Our algorithm combines the Ising prior with a "damper" term describing local information. We start by deriving the Ising prior. by definition,

$$ p(x_t|x_{-t}, \theta) \propto \prod_{s \in nbhd(t)} exp(x_sx_t). $$

This is just the Ising model, and we can confirm that "like pixels" add weight and opposite pixels reduce weight. Fix $x_t = 1$ to get:

$$ p(x_t = 1 | x_{-t}, \theta) = \frac{\prod_{s \in nbhd(t)} exp(x_s)}{\prod_{s \in nbhd(t)} exp(x_s) + \prod_{s \in nbhd(t)} exp(-x_s)} $$

This simplifies (extract exp) to

$$ p(x_t = 1 | x_{-t}, \theta) = sigmoid (2 \sum_{s \in nbhd(t)} x_s) .$$

In the code, we use $\eta_t$ to equal the neighborhood sum.
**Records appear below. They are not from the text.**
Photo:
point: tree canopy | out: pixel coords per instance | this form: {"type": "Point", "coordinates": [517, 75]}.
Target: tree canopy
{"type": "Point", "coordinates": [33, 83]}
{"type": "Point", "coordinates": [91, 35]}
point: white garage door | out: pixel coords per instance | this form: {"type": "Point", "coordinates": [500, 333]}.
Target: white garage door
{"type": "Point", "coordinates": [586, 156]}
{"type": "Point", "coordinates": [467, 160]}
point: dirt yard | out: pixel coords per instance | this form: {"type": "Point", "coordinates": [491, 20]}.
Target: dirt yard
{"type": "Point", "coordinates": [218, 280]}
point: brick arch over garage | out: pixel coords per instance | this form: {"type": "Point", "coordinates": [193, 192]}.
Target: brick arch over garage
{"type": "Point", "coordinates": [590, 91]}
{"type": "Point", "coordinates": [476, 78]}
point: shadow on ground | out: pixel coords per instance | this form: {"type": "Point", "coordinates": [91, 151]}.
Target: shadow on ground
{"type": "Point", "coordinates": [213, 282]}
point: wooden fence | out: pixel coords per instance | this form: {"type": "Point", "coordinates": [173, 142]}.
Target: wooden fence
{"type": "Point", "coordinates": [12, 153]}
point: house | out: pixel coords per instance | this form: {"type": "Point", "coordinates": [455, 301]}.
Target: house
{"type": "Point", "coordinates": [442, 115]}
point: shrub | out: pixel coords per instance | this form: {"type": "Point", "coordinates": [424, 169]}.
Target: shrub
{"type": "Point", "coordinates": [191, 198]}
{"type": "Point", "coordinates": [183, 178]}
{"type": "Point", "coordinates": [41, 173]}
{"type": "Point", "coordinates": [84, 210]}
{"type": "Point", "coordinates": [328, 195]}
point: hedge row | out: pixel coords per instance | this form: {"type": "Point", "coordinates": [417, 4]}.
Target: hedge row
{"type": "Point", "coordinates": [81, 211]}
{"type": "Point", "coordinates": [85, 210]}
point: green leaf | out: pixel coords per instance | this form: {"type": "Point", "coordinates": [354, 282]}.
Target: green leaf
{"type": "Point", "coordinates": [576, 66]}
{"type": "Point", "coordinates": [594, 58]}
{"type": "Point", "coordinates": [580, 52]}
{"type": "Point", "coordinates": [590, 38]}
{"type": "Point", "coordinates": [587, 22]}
We can also push a local evidence term $\gamma$ into each location in the model (see Murphy 19.4.1 for a discussion of local evidence in Ising models). This changes the model to encode the current value of the pixel using a Gaussian prior:

$$ p(x_t = 1 | x_{-t}, \theta) = sigmoid (2 \sum_{s \in nbhd(t)} x_s - \log \frac{\gamma_t(1)}{\gamma_t(-1)}) $$

That's the local_evidence variable in our python code.